Champ Cherry, like the Phillies, explains Hirsh, "is something people can believe in. It's something special I want to keep alive."

Hirsh was more alive and well when hanging out at his local H&H or Linton's as a kid, rather than at Levis. But he knows of "the emotional pull that Levis has." All he has to do is open his eyes and open a case of the bubbly -- which he has done, "dropping off a case of Champ Cherry at Pauls Run [community care center] and at the Stiffel Center for seniors," where he also has donated "chairs, tables and some of the plaques from the original Levis for their lunchroom."

Not so difficult to do since "I bought Levis outright and have owned it since the '90s."

He owns up to recalling the '50s as Phillies "phun" time.

Don't know if he was able to see any of it on his Muntz TV, but the Shibe Park stadium cheers still smack of great memories.
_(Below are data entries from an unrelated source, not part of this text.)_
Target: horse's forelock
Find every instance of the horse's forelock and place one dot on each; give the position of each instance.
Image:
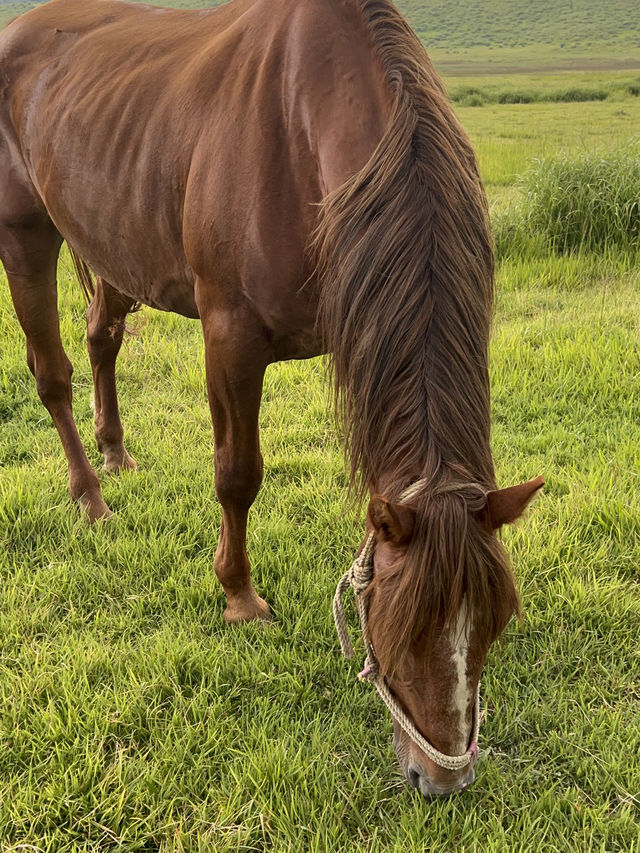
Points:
(453, 559)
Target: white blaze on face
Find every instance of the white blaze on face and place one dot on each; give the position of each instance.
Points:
(460, 694)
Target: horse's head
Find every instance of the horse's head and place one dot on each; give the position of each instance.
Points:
(442, 592)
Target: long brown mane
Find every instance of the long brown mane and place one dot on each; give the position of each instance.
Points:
(406, 265)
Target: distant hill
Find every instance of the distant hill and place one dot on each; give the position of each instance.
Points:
(519, 33)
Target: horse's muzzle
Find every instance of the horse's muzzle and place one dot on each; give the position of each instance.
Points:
(418, 778)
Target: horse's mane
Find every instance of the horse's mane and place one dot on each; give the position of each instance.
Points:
(406, 270)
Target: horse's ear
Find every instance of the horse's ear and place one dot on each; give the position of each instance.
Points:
(506, 505)
(392, 522)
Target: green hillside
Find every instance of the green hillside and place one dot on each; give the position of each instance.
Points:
(519, 33)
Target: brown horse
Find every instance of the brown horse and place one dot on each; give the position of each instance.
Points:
(290, 173)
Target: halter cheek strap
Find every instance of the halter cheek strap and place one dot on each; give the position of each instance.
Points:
(358, 577)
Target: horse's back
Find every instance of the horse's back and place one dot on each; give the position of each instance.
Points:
(159, 140)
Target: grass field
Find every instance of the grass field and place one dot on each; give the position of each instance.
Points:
(132, 719)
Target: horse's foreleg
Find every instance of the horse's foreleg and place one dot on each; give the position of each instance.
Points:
(30, 254)
(105, 328)
(236, 359)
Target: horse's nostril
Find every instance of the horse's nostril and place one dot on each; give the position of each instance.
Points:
(413, 777)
And didn't Jews help juice the soft drink's sales? Wasn't Champ Cherry always a "Jewish drink"?

"Actually, no," replies Hirsh. "Levis was a popular spot with Italians, Jews and blacks, but the Italians felt, more than anyone, that Champ Cherry was part of their South Philadelphia culture."
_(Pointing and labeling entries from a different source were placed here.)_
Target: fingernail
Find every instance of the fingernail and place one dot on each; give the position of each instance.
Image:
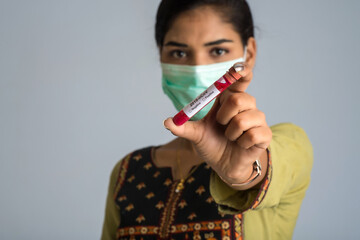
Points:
(239, 67)
(164, 125)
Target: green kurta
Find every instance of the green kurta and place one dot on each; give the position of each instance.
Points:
(267, 213)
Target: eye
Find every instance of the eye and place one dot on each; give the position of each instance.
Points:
(218, 52)
(178, 54)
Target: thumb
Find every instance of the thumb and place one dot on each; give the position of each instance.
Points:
(191, 130)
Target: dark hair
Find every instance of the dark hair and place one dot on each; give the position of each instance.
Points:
(236, 12)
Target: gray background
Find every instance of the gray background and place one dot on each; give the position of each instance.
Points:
(80, 88)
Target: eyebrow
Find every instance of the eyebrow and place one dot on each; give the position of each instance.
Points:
(217, 42)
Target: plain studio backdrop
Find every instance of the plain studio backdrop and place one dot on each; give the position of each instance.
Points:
(80, 87)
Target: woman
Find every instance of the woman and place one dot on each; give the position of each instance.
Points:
(216, 180)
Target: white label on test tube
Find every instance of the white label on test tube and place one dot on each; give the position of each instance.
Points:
(201, 101)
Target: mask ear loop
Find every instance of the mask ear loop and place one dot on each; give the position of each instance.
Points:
(245, 53)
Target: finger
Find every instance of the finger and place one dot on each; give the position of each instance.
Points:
(259, 137)
(191, 130)
(232, 104)
(244, 121)
(242, 84)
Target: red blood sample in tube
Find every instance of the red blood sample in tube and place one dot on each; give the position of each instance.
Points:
(208, 95)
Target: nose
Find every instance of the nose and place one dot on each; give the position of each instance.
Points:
(199, 58)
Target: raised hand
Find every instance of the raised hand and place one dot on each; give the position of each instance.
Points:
(232, 135)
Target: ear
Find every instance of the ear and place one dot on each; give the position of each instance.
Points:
(251, 52)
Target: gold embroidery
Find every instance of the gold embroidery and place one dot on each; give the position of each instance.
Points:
(150, 195)
(200, 190)
(140, 218)
(137, 157)
(122, 198)
(160, 205)
(167, 182)
(129, 207)
(131, 179)
(148, 166)
(156, 174)
(192, 216)
(209, 200)
(182, 204)
(190, 180)
(141, 186)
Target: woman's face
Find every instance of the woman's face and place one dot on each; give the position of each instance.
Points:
(199, 37)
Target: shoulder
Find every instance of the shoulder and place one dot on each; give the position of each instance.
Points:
(291, 150)
(138, 156)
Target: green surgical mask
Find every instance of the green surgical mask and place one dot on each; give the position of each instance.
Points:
(183, 83)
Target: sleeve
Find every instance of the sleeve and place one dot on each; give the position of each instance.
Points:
(112, 216)
(287, 178)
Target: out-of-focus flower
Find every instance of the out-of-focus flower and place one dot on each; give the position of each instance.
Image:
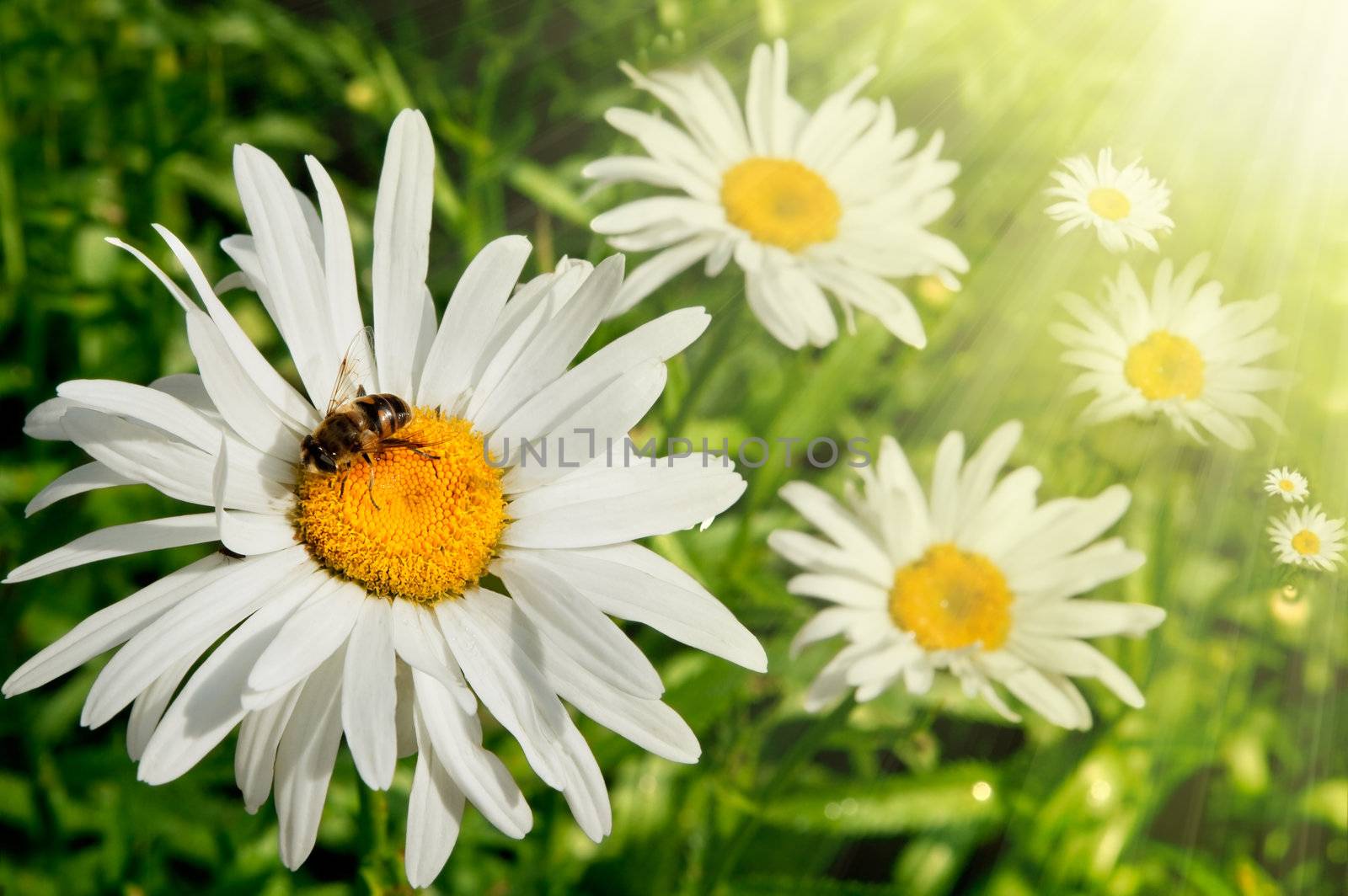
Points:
(808, 204)
(1123, 206)
(1307, 536)
(975, 577)
(1287, 484)
(1177, 352)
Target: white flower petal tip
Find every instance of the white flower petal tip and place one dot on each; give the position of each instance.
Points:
(891, 561)
(856, 182)
(1174, 352)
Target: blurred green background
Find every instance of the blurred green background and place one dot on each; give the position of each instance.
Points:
(1233, 781)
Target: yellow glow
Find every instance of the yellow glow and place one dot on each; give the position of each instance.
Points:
(1305, 543)
(781, 202)
(1163, 367)
(1109, 204)
(436, 525)
(950, 599)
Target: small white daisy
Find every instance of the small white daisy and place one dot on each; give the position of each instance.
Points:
(1287, 484)
(1121, 205)
(833, 201)
(1305, 536)
(350, 603)
(1176, 352)
(975, 577)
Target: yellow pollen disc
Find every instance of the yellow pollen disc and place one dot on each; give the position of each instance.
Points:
(1305, 543)
(781, 202)
(437, 520)
(1109, 204)
(1165, 365)
(952, 599)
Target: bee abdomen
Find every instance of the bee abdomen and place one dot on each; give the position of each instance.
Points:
(384, 413)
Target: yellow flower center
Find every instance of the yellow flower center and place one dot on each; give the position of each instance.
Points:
(781, 202)
(1109, 204)
(1305, 543)
(1165, 365)
(952, 599)
(435, 520)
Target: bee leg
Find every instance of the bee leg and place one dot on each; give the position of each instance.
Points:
(370, 489)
Giving his own two cents plain, Hirsh plainly recalls his introduction to the soda, after coming home from college and tasting a beverage that "was so different from root beer."
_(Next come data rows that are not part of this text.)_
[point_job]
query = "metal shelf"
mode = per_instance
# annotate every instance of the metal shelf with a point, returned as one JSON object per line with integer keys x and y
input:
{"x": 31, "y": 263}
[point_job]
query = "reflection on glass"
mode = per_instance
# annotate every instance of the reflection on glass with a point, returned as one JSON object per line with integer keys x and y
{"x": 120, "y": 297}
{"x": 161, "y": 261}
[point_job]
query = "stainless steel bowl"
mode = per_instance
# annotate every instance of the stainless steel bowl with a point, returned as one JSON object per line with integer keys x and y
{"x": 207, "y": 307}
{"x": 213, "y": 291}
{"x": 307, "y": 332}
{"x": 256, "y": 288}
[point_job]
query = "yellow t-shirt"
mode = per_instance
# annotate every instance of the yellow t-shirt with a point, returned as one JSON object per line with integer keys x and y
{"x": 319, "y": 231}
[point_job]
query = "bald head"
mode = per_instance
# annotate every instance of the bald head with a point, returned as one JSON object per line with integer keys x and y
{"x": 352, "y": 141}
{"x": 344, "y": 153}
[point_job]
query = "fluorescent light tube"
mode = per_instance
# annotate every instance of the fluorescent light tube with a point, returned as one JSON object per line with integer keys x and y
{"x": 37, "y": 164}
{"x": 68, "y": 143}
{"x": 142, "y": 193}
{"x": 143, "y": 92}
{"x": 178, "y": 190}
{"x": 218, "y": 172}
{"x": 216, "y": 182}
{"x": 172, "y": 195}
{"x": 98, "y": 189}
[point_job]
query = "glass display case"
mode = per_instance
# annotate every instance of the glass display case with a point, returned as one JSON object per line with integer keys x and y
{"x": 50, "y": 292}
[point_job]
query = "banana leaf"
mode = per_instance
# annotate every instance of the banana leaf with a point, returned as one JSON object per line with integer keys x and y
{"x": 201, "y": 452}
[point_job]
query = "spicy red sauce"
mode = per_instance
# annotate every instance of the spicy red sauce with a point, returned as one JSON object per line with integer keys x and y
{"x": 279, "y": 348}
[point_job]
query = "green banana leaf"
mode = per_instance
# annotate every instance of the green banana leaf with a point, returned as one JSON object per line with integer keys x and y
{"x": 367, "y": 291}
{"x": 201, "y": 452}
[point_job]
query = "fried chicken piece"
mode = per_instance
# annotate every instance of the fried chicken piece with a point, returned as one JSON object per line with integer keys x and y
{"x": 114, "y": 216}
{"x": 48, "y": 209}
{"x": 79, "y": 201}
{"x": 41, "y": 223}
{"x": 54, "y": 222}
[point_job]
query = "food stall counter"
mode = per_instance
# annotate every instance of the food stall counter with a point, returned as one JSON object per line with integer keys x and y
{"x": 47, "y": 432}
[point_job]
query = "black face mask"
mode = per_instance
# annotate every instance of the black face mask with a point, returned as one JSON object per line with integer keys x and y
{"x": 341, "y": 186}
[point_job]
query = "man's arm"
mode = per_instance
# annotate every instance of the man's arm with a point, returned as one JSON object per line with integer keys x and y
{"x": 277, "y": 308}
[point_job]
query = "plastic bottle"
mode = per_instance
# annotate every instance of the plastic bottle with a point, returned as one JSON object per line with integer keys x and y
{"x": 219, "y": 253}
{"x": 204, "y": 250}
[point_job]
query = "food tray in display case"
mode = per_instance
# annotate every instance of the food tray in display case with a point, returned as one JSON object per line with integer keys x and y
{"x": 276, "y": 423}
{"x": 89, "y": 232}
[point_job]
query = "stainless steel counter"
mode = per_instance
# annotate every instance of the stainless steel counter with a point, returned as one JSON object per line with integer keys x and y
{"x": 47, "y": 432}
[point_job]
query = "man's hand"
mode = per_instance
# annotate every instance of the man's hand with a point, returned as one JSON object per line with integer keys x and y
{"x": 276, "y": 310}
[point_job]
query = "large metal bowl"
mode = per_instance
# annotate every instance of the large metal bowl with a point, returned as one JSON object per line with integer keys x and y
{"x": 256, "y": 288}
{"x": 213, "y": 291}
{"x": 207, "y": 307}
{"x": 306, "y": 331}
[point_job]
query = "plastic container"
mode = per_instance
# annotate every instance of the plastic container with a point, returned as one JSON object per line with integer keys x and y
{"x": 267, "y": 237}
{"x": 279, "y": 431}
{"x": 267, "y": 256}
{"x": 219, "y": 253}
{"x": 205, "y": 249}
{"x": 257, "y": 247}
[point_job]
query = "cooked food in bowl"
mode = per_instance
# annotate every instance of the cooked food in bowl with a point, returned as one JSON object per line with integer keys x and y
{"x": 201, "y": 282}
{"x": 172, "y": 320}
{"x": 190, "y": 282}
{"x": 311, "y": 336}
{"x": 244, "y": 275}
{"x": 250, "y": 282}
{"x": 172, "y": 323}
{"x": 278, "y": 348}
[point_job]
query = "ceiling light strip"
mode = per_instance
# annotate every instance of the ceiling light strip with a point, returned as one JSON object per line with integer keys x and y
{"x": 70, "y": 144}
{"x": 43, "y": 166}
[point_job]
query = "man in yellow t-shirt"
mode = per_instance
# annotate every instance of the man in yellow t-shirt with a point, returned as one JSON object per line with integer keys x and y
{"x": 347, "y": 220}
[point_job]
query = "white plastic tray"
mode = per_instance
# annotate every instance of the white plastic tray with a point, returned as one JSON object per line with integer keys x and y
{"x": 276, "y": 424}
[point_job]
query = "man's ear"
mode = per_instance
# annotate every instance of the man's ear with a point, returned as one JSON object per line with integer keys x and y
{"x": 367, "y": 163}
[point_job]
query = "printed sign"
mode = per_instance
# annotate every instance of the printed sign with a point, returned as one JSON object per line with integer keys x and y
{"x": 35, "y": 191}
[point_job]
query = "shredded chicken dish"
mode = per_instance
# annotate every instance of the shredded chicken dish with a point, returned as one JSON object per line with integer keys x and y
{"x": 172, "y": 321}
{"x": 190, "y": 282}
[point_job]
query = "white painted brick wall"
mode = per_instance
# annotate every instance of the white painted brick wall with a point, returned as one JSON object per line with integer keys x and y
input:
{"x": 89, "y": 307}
The soda has taken root at a variety of stores -- Hirsh has some 150 accounts -- where fountain service is available, but has never officially been associated with the Phillies.

And while he champions this cherry-cider concoction, Hirsh travels far and wide for his other products as well, including PhatPhruit, an energy drink.

As far as Amazing Juice is concerned, well, "we're not making it now."

But he is making plans for October.

After all, what goes better than Champ Cherry with the spectacle of champions -- those boys of summer parading down Broad Street in the heart of fall.